13. CİLT GEVŞER
Cildimizin kayması, gazlar biriktikçe çoğalır, başka bir deyişle kemik ve adaleden ayrılır.
14. KEMİKLER EN SON YIKILIR
Bakteriler, mantarlar ve değişik organizmaların bedenimizin geri kalanıyla birlikte ortadan kaldırılmasından on seneler sonra kemiklerdeki protein sonunda parçalanır ve hidroksiapatit bırakarak toza dönüşen bir kemik mineraline dönüşür.

Vefat anında bedende ne olur? Vefat anı sonrası bedenin tamamen durduğunu düşünsek de reelinde kalp durduktan sonra beden büyük bir çalışmaya girer.
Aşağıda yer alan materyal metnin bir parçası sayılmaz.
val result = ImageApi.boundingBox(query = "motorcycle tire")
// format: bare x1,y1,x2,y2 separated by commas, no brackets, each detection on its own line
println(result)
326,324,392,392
Öyle ki bazen çıkardığı sesler ve ortaya çıkan hareketler hekimleri bile yerinden sıçratabilir. İşte vefat anı sonrası bedende alana gelen 14 değişiklik.

1- KALP DURUR KAN HAVUZLANMAYA BAŞLAR
Kalbin durması tıbben vefat anı olarak nitelendirilir.
İlk metamorfoz kan damarlarında görünüyor. Kalp kanı pompalamayı bırakıca kan damarlarda toplanıyor ve akış duruyor.

2- BEDEN RENGİ DEĞİŞMEYE BAŞLAR
Kan akışı durunca beden iki tonlu bir renk almaya başlar. Bunun sebebi, bedenimizin en alt kısmındaki kanın yerçekimi sayesinde çökelmesidir, bu da çürümüş gibi bir görüntünün oluşmasına neden olur. Kanın çökmediği yerlerde ise fazla solgun beyaz bir renk oluşur.

3- BEDEN ISISI DÜŞER
“Vefatlı soğutma” olarak da bilinen bu gidişat bedenimizin 36.5 dereceye sabitleniş ısısında kayıp yaratır ve beden soğur.
4. BEDEN DEMİR GİBİ SERTLEŞİR
Ölümden bir kaç saat sonra hücreleri besleyen sistemin yapı taşı adenosin trifosfat seviyelerindeki imha sebebiyle sertleşme başlar.
İlk olarak breyin adaleleri ve gözlerde başlar.

5. BEDEN HALA HAREKET EDEBİLİR
Evet, kanımız toplandı ve anlaştı, ama bedenlerimiz can verdikten saatler sonra bile hala seğirme ve esneme becerisine sahiptir. Bunun sebebi, adale dokusunun can verdiği ve birkaç adalenin büzülmesine bağlı olarak hareket edebiliyor olması.
6. TÜM KIRIŞIKLIKLAR GİDER
Kaslar çözülmeye başladıkça surat hatları düzleşmeye başlar. Kışıklık ve kaş çatma izleri yok olur.

7. BAĞIRSAKLAR BOŞALMAYA BAŞLAR
Her ne kadar bedende sertleşmeler olsa da iç uzuvlarda bu süreç çok daha yavaş ilerler.Beyin işlevsiz işlevleri tertip etmeyi kestiği için bağırsak içindekiler hakimiyetsizce dışarı çıkabilir.
8.
GÖZLER VE DİL ŞİŞER
Organlarımız ufalandıkça ve bağırsaklarımız gaz ürettikçe, bu gazlar gözlerimizin şişmesine ve dilimizin şişmesine neden olur.
12.SON İMHA
Organlarımızın akışkanlaşması olarak da bilinen bu safha hücrelerimizin dağılınmaya devam etmesi ve proteinlerin ayrışması sebebiyle doku bütünlüğünün kaybolmasıyla olur.